Blog: Intern Introspective #3

Capitol rooftoop

No matter how many times I visit Capitol Hill, there is always a larger-than-life sensation I get whenever I see the buildings looming over me. I think it’s the knowledge that these people who know next to nothing about my life experience have my livelihood in their hands. The immense power held by this small group of legislators feels so close yet so far. Every opportunity to speak to congressional staff feels like being given the smallest taste of influence before it’s quickly snatched away from you again once you leave. I always wonder if the people who work on Capitol Hill feel any different, or if everyone has experienced this frustration.

Stepping onto Capitol Hill as a queer woman of color who is advocating for a small community of individuals with rare diseases is such an intimidating yet simultaneously empowering experience. Walking the halls, you will be hard-pressed to find someone who looks like me – and not seeing yourself represented in such powerful positions can really feel like a blow to your confidence and your ability to speak up. But in another way, it is also incredibly fulfilling to make your voice heard, and to know that your voice is representing many other people who aren’t so lucky as to have this opportunity to share our stories. You realize that each time you share your story, there is impact. And impact doesn’t always mean that huge, sweeping changes occur at the touch of a magic wand- we all know how the American government works, slow and steady at a pace that is meant to protect us from volatility.

No, to me, impact means that someone heard me out, that someone made space in their busy schedule to acknowledge the struggles my community faces, that someone took note of those concerns and understood them. Impact is so much more than dramatic actions- sometimes, I find the biggest wins within the smallest moments.
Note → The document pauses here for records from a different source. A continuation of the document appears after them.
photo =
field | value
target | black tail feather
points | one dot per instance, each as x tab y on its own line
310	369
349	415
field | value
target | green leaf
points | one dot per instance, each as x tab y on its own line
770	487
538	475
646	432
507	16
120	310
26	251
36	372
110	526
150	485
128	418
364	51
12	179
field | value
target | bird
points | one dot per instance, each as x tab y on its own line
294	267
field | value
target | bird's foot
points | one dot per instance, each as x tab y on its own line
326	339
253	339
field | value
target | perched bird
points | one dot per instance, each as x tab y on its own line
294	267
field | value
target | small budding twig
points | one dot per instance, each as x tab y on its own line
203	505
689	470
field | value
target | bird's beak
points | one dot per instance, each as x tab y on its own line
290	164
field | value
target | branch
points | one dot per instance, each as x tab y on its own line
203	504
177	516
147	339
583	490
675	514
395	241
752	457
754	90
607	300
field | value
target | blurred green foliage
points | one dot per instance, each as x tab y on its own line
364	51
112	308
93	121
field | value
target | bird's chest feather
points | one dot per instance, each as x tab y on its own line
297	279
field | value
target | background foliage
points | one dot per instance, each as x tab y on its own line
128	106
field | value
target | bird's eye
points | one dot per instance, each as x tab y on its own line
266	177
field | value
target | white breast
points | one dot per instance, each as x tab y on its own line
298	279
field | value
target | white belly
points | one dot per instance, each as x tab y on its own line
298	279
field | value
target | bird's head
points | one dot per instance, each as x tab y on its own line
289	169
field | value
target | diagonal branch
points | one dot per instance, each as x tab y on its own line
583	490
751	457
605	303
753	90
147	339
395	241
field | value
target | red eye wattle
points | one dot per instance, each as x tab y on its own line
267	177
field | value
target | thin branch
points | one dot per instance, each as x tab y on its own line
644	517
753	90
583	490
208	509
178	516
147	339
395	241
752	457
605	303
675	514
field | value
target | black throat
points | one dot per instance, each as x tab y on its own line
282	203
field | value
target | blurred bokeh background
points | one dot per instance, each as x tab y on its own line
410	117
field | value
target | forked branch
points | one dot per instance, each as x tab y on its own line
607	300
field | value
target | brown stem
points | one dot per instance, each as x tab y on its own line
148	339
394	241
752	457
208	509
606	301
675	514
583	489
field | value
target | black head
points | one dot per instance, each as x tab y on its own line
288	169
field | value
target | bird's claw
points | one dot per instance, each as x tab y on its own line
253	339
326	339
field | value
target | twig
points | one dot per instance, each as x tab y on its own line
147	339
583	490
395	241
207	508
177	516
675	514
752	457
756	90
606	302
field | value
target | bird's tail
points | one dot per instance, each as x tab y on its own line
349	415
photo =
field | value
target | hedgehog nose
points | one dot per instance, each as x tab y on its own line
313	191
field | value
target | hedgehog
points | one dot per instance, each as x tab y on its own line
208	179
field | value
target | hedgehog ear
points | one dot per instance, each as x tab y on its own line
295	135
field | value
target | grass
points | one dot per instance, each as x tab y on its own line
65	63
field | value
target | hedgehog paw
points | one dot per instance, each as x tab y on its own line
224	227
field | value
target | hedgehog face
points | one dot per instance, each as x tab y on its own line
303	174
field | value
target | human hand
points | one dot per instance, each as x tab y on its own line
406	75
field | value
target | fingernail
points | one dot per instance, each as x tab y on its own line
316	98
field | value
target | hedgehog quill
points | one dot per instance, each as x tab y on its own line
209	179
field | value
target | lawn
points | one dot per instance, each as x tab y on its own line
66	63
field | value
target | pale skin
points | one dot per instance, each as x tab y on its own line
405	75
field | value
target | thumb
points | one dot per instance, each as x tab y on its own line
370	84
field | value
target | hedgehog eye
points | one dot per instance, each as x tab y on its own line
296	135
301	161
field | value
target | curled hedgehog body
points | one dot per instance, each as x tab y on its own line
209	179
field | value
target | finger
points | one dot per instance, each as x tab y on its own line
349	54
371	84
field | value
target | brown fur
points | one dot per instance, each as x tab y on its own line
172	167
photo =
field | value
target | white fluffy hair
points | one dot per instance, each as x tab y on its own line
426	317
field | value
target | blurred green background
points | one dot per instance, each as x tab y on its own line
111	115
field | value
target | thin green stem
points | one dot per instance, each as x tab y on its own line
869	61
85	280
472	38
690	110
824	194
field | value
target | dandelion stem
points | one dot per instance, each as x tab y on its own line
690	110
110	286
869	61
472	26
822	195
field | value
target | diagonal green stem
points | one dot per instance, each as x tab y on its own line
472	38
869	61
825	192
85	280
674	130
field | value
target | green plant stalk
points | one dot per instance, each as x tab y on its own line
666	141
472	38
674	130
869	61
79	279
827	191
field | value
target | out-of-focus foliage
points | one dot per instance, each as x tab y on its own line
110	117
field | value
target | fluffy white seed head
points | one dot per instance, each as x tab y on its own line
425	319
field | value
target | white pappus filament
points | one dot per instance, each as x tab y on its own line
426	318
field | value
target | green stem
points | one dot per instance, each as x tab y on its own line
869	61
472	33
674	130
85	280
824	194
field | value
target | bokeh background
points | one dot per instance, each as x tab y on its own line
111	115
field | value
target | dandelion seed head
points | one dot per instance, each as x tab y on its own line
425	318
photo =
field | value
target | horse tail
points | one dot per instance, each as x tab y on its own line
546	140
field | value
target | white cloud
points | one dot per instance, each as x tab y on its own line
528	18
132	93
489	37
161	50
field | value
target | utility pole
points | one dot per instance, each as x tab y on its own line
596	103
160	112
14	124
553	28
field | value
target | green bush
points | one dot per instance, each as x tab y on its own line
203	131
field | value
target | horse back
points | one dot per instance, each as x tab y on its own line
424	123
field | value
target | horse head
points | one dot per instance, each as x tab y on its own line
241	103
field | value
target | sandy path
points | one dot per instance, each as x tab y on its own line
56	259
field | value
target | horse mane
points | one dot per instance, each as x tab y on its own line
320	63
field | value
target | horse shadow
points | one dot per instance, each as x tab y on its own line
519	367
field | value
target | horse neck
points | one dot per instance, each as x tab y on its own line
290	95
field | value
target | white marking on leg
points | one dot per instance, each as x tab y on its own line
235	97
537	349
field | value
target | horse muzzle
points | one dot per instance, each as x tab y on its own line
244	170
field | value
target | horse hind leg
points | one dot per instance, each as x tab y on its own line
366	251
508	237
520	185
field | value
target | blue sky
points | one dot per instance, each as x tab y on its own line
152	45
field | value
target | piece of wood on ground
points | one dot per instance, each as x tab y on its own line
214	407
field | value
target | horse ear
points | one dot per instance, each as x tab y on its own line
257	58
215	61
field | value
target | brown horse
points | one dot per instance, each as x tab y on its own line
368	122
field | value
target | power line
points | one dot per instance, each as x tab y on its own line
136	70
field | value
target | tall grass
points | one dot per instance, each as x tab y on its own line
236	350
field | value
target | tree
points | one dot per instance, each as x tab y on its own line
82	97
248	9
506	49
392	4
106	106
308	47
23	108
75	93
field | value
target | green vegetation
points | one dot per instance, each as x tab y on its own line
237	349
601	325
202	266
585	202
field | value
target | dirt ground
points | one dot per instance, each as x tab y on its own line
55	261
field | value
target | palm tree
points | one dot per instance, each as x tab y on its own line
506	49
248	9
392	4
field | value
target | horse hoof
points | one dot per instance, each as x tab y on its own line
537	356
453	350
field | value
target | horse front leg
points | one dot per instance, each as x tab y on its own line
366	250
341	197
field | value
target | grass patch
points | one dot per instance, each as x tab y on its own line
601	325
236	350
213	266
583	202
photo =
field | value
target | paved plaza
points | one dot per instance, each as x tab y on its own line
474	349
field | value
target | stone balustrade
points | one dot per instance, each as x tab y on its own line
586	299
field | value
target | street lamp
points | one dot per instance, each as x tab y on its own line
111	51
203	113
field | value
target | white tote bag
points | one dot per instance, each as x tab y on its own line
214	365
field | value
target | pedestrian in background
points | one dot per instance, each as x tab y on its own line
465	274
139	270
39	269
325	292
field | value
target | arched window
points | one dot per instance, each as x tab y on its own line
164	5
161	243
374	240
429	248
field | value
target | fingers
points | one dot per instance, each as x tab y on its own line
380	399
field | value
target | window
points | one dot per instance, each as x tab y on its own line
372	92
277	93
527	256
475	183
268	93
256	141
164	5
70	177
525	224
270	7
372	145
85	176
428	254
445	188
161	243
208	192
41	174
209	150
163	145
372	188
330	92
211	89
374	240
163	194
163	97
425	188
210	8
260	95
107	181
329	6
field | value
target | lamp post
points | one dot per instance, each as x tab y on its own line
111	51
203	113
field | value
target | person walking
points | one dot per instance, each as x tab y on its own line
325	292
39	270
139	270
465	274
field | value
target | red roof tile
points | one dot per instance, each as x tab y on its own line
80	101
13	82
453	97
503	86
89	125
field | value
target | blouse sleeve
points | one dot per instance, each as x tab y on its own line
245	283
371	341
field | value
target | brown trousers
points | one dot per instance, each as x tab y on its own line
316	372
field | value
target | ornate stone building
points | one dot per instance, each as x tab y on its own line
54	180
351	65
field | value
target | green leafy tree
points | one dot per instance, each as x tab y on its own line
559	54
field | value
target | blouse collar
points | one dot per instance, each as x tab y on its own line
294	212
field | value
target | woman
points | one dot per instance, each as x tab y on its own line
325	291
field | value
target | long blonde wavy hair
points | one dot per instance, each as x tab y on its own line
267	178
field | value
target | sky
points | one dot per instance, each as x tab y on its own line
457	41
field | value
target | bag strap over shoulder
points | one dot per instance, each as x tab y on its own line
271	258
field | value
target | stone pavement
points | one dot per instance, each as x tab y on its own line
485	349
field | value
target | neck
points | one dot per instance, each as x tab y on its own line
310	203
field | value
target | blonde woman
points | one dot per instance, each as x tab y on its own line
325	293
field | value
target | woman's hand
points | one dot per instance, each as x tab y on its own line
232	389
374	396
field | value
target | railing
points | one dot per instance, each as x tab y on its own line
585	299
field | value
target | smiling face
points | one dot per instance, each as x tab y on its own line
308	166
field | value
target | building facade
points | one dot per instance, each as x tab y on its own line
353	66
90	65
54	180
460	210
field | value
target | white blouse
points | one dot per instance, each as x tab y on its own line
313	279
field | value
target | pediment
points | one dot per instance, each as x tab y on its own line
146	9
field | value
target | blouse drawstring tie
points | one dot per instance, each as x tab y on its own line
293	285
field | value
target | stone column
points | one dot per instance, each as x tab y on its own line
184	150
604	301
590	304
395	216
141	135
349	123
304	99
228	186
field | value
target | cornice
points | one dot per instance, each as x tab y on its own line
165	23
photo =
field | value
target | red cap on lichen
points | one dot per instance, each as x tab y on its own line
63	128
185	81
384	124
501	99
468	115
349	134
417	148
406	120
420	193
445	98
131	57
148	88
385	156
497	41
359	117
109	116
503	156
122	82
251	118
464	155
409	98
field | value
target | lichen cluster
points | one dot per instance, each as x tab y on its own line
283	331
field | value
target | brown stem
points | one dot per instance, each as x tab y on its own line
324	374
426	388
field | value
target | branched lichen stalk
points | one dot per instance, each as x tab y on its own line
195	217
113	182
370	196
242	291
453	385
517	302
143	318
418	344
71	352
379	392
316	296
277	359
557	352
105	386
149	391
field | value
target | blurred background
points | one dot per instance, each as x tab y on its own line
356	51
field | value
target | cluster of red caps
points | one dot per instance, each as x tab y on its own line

Every Hill Day confirms to me that I belong in a space where I can not only make my own voice heard, but also where I can uplift the voices of other minority groups that are chronically underrepresented or altogether dismissed. If there is one thing I have learned, it is that every experience, every story, matters. Telling that story and sharing its impact and relevance to real-life people is a right, not a privilege. And it is a right I have every intention of continuing to exercise, in the hopes that others will find that power within themselves, too.